Housebuilder Prowting accidentally released news of the departures of its chief executive and finance director (see news) 13 hours early, at 5.46pm last Wednesday – just as most brokers were hitting the wine bars. This is considered bad form in the Square Mile, although the company vehemently denies attempting to bury the news, and describes the incident as a "cock-up".
That may turn out to be an unwise choice of phrase. Desperate for the latest news, I tried logging on to www.prowting.com. Unfortunately, this turns out to link through to a selection of Korean sex sites, with no information about the latest range of three-bedroom semis. The correct address for respectable netsurfers is www.prowtingplc.com. I'm sure none of Building's readers will bother to check the former.
Close, but no cigar
My hearty congratulations go to fellow Building columnist Sir Michael Latham on his appointment last week to succeed Hugh Try as CITB chairman. But I gather my hunch that Dermot Gleeson was in the running (30 November, page 29), wasn't too wide of the mark.
Gleeson and Latham were apparently on a shortlist of four interviewed for the post by education minister John Healey, after 60 hopefuls responded to the advertisement. Indeed, Gleeson was initially the favourite. As for Try, he is likely to be rewarded for his efforts with a knighthood in the not-too-distant future.
Help may be at hand for the Major Contractors Group's campaign to create a fully trained workforce. The body only just failed to reach its target of 40% of workers with training cards by the end of last year – a tantalising 37.7%. However, this may be partly because of steel erectors. The MCG recently discovered that they are unable to gain accreditation as there are no cards for them. Not surprisingly, hasty talks are under way to ensure that this embarrassing anomaly is resolved.
The DTI hits the pub
Now that construction minister Brian Wilson appears ready to roll out the anti-cowboy quality mark across the country, how will he promote the scheme to the public?
When Building investigated the subject a couple of years ago, advertising chiefs estimated that it would cost about £8m to mount the kind of campaign necessary to persuade millions of homeowners to trust the quality mark.
But civil servants seem to have come up with a slighter cheaper ruse than relying on the big red glasses brigade: beermats. Thousands of little cardboard discs featuring the quality mark logo will be distributed in every Rat and Stockbroker and Nag's Head across the country.
So when the fat geezer at the bar tells you he'll sort out your leaky roof for a grand – "cash up front" – you'll only need to stare through the bottom of your glass to know what to do.
The RICS takes on God
According to current Church of England regulations, architects are closer to God than surveyors. And, as you might imagine, this sacred pecking order rankles with surveyors.
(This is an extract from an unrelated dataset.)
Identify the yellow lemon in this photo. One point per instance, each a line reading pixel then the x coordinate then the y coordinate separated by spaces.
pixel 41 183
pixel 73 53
In 1990, the Church of England decreed that only registered architects could perform as lead building consultants on cathedrals. Last week, an indignant RICS wrote to the General Synod to complain. It argued that chartered building surveyors performed exactly the same role for other buildings of worship, including many churches that are considerably older and sometimes larger than cathedrals.
One hopes that the RICS doesn't favour an entirely ecumenical approach in these matters. Otherwise, the main body of its membership – estate agents – could end up in charge.
It appears that domestic strife has broken out at Romney House, where mayor Ken Livingstone cohabits with the feisty members of the Greater London Assembly. After an acrimonious planning meeting last week, where GLA member Tony Arbour accused Ken of breaking election promises of open government, the authority issued a press release entitled "Mayor contradicts key manifesto pledge". Hours later, though, a rival faction in the press office hit back with a response entitled "Assembly's claims on planning refuted".
Visitors to Romney House are advised to keep their hands in view and wear a flak jacket.
Shock, horror. It's not only the 2004 deadline for Olympic facilities that the Greeks are struggling to hit. Apparently the new glass-walled home for the Elgin Marbles, also planned for 2004, "does not have a cat in hell's chance" of completion by that date, according to one source close to the project. As a result, the Greek government's campaign to bring back the sculptures to their homeland has been put on the back burner.
Ramsden, we have a problem
Arup staff had red faces again last Wednesday night – but this time caused by the alcohol they consumed in a riverside pub after the successful testing of the Millennium Bridge.
Catherine Ramsden, the bridge's project architect at Foster & Partners, was also visibly relieved. She had stood on the bridge on the day of the infamous wobble along with her father, a rocket scientist who works for NASA. She admitted to him that she was worried that the structure would shake itself to bits.
"Don't worry," he reassured her. "It's not like a rocket blowing up on the launch pad."
"Oh yes it is!" gasped the distraught designer.